Introduction Many children with Crohn's disease have poor nutritional status. Inflammation is thought to place a metabolic burden on the body which can be detected by raised resting energy expenditure (REE). As a result, increased REE unmatched by dietary intake is frequently implicated as a cause of weight loss, poor nutritional status and growth failure. In two separate cross-sectional studies we failed to demonstrate a relationship between REE and disease activity in children with Crohn's disease. We have performed an initial analysis of longitudinal data to assess changes in REE with disease activity in children with Crohn's disease.

Methods Children with Crohn's disease recruited from the regional paediatric gastroenterology unit were studied on two occasions at least 6 months apart. REE was measured by indirect calorimetry, fat free mass (FFM) was derived from weight measurement and estimates of fat mass from skinfold thicknesses. Disease activity was measured using the Paediatric Crohn's Disease Activity Index (PCDAI) and serum CRP.

Results 18 children were studied with a mean of 1.6 ± 0.6 years between measurements. Children showed mean increases in height, weight and BMI standard deviation scores of 0.1, 0.5 and 0.7. PCDAI decreased by a mean of 6.5 ±16 points. CRP decreased by a mean of 7±30 mg/L. Mean fat free mass increased from 32.6kg ± 9.8 to 39.7kg ± 11.4 (p=0.048). REE increased from 1379 kcal ± 293 to 1522 kcal ± 297 (p=0.14). REE/kg FFM0.5 was unchanged, 243 ± 21 and 244 ± 28.5. There was no obvious relationship between change in REE/kg FFM0.5 and change in PCDAI r= −0.37; p 0.12 between the two time points.
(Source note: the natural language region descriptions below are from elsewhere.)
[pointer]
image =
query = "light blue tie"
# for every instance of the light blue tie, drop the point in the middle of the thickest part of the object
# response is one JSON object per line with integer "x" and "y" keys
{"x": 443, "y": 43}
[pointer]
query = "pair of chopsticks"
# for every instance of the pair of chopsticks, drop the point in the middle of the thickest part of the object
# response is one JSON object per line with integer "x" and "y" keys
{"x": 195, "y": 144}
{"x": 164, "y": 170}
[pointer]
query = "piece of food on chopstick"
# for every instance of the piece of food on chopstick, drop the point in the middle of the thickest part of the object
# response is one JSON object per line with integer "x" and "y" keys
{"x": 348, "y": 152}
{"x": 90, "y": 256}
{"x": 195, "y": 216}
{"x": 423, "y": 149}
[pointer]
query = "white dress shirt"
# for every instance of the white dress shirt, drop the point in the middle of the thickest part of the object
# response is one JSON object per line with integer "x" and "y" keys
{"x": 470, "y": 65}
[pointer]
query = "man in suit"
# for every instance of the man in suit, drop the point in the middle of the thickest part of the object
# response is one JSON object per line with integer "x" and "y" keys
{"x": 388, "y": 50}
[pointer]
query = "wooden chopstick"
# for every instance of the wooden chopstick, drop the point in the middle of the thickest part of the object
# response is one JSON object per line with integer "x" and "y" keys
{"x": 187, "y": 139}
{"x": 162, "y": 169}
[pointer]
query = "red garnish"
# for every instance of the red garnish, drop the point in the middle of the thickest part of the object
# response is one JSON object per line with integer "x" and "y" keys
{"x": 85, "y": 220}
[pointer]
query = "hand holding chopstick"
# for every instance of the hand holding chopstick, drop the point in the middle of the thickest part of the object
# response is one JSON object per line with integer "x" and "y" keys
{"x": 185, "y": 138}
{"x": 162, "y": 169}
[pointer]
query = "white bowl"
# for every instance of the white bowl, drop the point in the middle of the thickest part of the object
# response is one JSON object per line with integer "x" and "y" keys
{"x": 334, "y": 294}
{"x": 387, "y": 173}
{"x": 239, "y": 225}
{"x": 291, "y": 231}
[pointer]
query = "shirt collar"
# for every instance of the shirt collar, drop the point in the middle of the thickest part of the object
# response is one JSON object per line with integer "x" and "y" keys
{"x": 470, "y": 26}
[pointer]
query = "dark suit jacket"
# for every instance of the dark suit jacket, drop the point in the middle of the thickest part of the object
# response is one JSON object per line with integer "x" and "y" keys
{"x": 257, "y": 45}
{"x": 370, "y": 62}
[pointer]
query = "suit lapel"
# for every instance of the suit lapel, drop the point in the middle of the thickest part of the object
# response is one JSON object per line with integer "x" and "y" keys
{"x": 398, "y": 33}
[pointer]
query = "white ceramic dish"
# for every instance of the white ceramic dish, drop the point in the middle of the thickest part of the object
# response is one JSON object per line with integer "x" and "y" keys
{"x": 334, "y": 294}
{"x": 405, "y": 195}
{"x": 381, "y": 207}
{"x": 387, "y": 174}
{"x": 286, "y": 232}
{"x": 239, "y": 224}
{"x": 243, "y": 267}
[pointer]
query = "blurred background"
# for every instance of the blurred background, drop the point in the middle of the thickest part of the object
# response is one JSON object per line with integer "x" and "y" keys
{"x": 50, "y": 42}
Conclusion Cross-sectional studies of REE and disease activity in children with Crohn's fail to demonstrate a relationship between energy expenditure and disease activity when body size is accounted for. Using children studied twice we have failed to demonstrate any association between change in REE with change in disease activity, over time. A larger study is needed to determine this prospectively.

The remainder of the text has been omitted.